The Aguilar-Spinelli test for determining the reliability of informant tips controlled until 1983, when it was replaced by the Gates “totality-of-the circumstances” test.
[a] Aguilar-Spinelli Test
Hearsay information had to satisfy both of the test's prongs below in order to be deemed sufficiently trustworthy to be included in the probable cause assessment:
(1) the basis-of-knowledge prong; and
(2) the veracity prong, of which there are two alternative spurs:
(a) the “credibility-of-the-informant spur” and
(b) the “reliability-of-the-information spur.”
The basis-of-knowledge prong is satisfied if the informant personally observed the reported facts. If the information was second-hand, the magistrate would need to ascertain the reliability of that source. In some circumstances, the basis-of-knowledge prong could be satisfied by “self-verifying detail,” where the information provided by the informant was so rich in detail that it was reasonable to conclude that he had obtained it first hand.
To satisfy the veracity prong, evidence was required to demonstrate either that the informant was a credible person (the credibility spur of the veracity prong) or, if that could not be shown, that his information in the specific case was reliable (the reliability spur).
If one of the prongs was not satisfied, the hearsay evidence standing alone was deemed insufficiently trustworthy, but its trustworthiness could be resuscitated by at least partial corroboration.

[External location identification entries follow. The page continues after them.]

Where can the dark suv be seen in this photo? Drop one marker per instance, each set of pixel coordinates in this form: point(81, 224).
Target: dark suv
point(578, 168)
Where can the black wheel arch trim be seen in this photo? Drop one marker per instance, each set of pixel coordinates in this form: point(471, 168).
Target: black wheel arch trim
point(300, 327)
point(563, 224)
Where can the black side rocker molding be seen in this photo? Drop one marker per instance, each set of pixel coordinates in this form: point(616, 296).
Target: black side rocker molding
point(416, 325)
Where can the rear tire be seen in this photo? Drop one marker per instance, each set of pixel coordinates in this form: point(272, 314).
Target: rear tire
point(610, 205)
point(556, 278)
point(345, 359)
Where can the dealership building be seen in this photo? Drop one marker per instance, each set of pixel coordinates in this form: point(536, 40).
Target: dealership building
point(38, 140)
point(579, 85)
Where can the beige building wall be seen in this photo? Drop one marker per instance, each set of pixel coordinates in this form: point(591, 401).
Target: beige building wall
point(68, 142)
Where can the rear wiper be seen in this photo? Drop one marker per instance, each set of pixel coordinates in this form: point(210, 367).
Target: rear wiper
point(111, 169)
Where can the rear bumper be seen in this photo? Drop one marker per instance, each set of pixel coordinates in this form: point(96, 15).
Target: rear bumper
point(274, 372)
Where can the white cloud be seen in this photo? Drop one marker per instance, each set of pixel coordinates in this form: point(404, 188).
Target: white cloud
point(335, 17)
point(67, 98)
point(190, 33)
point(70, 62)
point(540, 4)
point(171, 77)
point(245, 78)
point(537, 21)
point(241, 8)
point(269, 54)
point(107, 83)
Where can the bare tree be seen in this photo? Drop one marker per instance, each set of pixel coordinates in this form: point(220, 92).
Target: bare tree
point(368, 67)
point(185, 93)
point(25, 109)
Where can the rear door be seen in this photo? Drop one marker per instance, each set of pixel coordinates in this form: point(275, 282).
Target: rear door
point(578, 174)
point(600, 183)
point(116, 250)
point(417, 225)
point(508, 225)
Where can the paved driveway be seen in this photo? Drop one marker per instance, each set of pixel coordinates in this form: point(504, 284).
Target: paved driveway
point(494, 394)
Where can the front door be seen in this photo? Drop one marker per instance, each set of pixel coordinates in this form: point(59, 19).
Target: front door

[b] “Totality of the Circumstances” Test
In Illinois v. Gates, 462 U.S. 213 (1983), the Court abandoned Aguilar and substituted the totality-of-the-circumstances test for probable cause determinations, which requires the magistrate to balance “the relative weights of all the various indicia of reliability (and unreliability) attending an informant's tip.” The factors enunciated in Aguilar - basis-of-knowledge and veracity - remain “highly relevant” in determining the value of an informant's tip but are no longer treated as separate, independent requirements.